Das ZTE Axon 20 hat weder Notch, Loch oder sonst irgendeine Aussparung für die Selfie-Kamera. Stattdessen ist sie hinter dem Display versteckt.

Mit dem Axon 20 hat ZTE um den Jahreswechsel sein neues Spitzenmodell auf den österreichischen Markt gebracht. Es ist das erste Handy, bei dem sich die Selfie-Kamera nicht in einem Notch oder in einem Loch, sondern unter dem Display befindet - sie ist also unsichtbar (zumindest theoretisch). 

Auch abgesehen von dieser Neuerung hat das Handy für einen Preis von 349 Euro (4G-Version, UVP) einiges zu bieten. Wir haben das ZTE Axon 20 getestet.

Äußeres und Verarbeitung

Mit seinen Abmessungen von 172,1 x 77,9 x 7,98mm und einem Gewicht von 198 Gramm ist das Handy alles andere als kompakt ausgefallen. Das Display hat eine Diagonale von 6,92 Zoll und eben aufgrund der versteckten Front-Kamera keinen Notch und kein Loch. 

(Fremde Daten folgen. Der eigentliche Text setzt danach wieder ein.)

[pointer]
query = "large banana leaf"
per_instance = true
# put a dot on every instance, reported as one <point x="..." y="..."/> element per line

Unverständlich für mich ist der breite, schwarze Rahmen bzw. Totraum um das Display. So sind es an der Oberseite etwa 2 Millimeter, an der Unterseite sogar 4mm. Wenn man schon die Technik anwendet, die Frontkamera unter dem Display verschwinden zu lassen, hätte man hier einen möglichst großen Teil der Front mit Display ausstatten sollen. 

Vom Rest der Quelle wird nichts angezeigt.